L'idée même de traiter le marsupilami comme un animal "réaliste" alors qu'il est fondamentalement un personnage de comédie, extrêmement cartoonesque, se révèle être une fausse bonne idée. En fait, les auteurs auraient pu raconter exactement la même histoire en utilisant un animal quelconque. S'il subsiste quelques marqueurs (la queue, bien qu'elle ne serve pas beaucoup, et le nid), cette bête n'a que peu à voir avec le facétieux animal que l'on connaît. Cette absence de fantaisie est un parti-pris franc. Est-il gagnant ? Pas vraiment. Sans cette légèreté, le marsupilami n'est plus très intéressant et il est légitime de se demander quelle est sa valeur ajoutée. Il apparaît trop effacé, sans aucune saveur.

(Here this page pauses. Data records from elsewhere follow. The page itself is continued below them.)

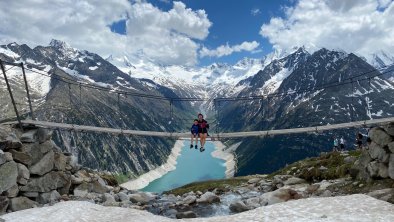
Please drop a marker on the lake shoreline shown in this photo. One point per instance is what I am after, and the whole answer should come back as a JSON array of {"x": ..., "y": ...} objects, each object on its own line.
[
  {"x": 225, "y": 155},
  {"x": 170, "y": 165}
]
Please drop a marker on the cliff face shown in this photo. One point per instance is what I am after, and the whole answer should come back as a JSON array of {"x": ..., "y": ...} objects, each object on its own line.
[{"x": 49, "y": 71}]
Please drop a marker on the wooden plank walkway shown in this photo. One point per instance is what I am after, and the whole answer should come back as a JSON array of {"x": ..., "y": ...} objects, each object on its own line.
[{"x": 186, "y": 136}]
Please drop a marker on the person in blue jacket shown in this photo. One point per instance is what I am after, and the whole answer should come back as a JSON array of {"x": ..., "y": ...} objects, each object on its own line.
[{"x": 194, "y": 131}]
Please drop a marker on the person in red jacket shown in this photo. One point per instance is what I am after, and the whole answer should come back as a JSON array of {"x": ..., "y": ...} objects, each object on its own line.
[{"x": 202, "y": 130}]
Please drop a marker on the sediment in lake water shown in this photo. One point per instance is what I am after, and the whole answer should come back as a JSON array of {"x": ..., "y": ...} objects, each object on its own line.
[
  {"x": 225, "y": 155},
  {"x": 143, "y": 180}
]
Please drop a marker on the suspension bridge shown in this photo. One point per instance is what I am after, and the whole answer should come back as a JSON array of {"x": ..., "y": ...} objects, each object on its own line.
[{"x": 179, "y": 135}]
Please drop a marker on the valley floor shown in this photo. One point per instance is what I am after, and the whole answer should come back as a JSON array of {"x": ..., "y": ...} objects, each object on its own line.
[
  {"x": 356, "y": 207},
  {"x": 143, "y": 180}
]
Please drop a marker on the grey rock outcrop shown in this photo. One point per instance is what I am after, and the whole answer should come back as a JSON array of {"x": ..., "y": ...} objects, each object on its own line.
[
  {"x": 377, "y": 160},
  {"x": 8, "y": 175},
  {"x": 238, "y": 206},
  {"x": 23, "y": 174},
  {"x": 48, "y": 182},
  {"x": 21, "y": 203},
  {"x": 3, "y": 204},
  {"x": 190, "y": 199},
  {"x": 44, "y": 165},
  {"x": 187, "y": 214},
  {"x": 29, "y": 136},
  {"x": 278, "y": 196},
  {"x": 141, "y": 197},
  {"x": 208, "y": 197},
  {"x": 50, "y": 197},
  {"x": 3, "y": 158}
]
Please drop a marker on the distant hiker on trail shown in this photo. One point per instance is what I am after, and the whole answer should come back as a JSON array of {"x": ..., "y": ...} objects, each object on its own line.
[
  {"x": 342, "y": 143},
  {"x": 335, "y": 144},
  {"x": 359, "y": 140},
  {"x": 202, "y": 130},
  {"x": 194, "y": 131}
]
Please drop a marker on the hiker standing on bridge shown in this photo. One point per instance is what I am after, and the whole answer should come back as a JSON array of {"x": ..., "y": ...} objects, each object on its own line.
[
  {"x": 202, "y": 130},
  {"x": 194, "y": 131},
  {"x": 342, "y": 143},
  {"x": 359, "y": 140},
  {"x": 335, "y": 144}
]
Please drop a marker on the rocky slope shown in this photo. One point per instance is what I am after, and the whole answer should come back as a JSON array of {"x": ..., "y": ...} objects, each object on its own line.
[
  {"x": 299, "y": 100},
  {"x": 25, "y": 185},
  {"x": 56, "y": 100}
]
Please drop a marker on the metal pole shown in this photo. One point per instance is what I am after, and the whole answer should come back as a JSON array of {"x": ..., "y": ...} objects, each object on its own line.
[
  {"x": 351, "y": 107},
  {"x": 27, "y": 91},
  {"x": 12, "y": 97},
  {"x": 69, "y": 95}
]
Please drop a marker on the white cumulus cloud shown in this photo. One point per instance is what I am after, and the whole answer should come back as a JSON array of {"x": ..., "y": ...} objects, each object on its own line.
[
  {"x": 255, "y": 11},
  {"x": 167, "y": 37},
  {"x": 225, "y": 50},
  {"x": 360, "y": 26}
]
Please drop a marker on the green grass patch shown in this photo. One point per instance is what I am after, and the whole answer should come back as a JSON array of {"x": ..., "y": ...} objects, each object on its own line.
[
  {"x": 325, "y": 167},
  {"x": 221, "y": 185}
]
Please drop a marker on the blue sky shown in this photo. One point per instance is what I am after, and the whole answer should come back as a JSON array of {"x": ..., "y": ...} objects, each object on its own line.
[
  {"x": 234, "y": 22},
  {"x": 169, "y": 32}
]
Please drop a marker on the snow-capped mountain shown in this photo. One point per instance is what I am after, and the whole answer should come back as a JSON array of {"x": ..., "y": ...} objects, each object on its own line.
[
  {"x": 49, "y": 71},
  {"x": 296, "y": 99},
  {"x": 381, "y": 59}
]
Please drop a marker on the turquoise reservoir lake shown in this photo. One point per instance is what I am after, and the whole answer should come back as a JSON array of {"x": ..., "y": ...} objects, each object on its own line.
[{"x": 192, "y": 165}]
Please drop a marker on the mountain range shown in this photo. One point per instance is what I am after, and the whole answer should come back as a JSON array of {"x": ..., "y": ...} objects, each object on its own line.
[{"x": 291, "y": 82}]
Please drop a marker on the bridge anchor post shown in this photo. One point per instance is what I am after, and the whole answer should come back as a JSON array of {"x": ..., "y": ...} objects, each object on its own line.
[{"x": 10, "y": 92}]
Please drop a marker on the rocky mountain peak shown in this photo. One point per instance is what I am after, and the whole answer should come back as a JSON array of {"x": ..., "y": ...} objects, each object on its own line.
[{"x": 64, "y": 48}]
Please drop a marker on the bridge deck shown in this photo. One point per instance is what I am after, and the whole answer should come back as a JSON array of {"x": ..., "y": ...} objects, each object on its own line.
[{"x": 79, "y": 128}]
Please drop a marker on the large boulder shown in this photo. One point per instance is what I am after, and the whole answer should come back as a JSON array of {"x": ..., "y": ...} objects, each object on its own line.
[
  {"x": 377, "y": 169},
  {"x": 379, "y": 136},
  {"x": 278, "y": 196},
  {"x": 253, "y": 202},
  {"x": 49, "y": 197},
  {"x": 37, "y": 151},
  {"x": 108, "y": 199},
  {"x": 391, "y": 147},
  {"x": 187, "y": 214},
  {"x": 384, "y": 194},
  {"x": 44, "y": 165},
  {"x": 294, "y": 181},
  {"x": 3, "y": 204},
  {"x": 238, "y": 206},
  {"x": 29, "y": 136},
  {"x": 391, "y": 167},
  {"x": 12, "y": 192},
  {"x": 94, "y": 186},
  {"x": 8, "y": 139},
  {"x": 208, "y": 197},
  {"x": 50, "y": 181},
  {"x": 378, "y": 153},
  {"x": 8, "y": 175},
  {"x": 43, "y": 135},
  {"x": 60, "y": 161},
  {"x": 23, "y": 174},
  {"x": 21, "y": 157},
  {"x": 389, "y": 129},
  {"x": 123, "y": 197},
  {"x": 189, "y": 199},
  {"x": 3, "y": 158},
  {"x": 142, "y": 197},
  {"x": 21, "y": 203}
]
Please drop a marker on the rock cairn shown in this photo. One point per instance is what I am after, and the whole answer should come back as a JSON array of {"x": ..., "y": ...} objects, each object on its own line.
[
  {"x": 377, "y": 159},
  {"x": 35, "y": 172}
]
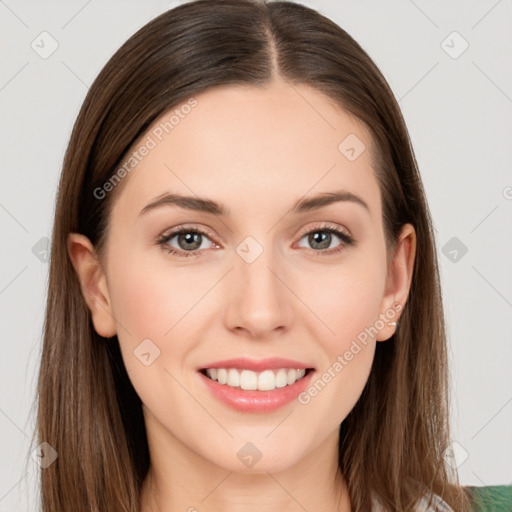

Est-ce un mauvais album ? Il serait malhonnête de le prétendre. Que reprocher au dessin de Frank, d'une grande élégance et qui excelle à représenter les animaux en tous genres ? Et s'il ne sort guère des sentiers battus, le scénario de Zidrou n'est pas honteux. Il est extrêmement attendu. L'ensemble manque singulièrement de densité narrative. Les amateurs de beaux dessins auront largement l'occasion de s'attarder sur l'une ou l'autre case. Le problème vient du buzz inévitablement engendré par cet album. L'héritage de Franquin n'est qu'un prétexte, à peine effleuré dans ce premier tome. Les attentes sont élevées, alors que le résultat n'est pas à la hauteur. La magie fait défaut. Les fans du dessinateur seront aux anges. Les lecteurs sensibles aux jolies histoires marquées du sceau de la nostalgie y trouveront certainement leur compte. Mais cela ne suffit pas à en faire une grande bande dessinée. Elle caresse son public dans le sens du poil. Ni plus, ni moins.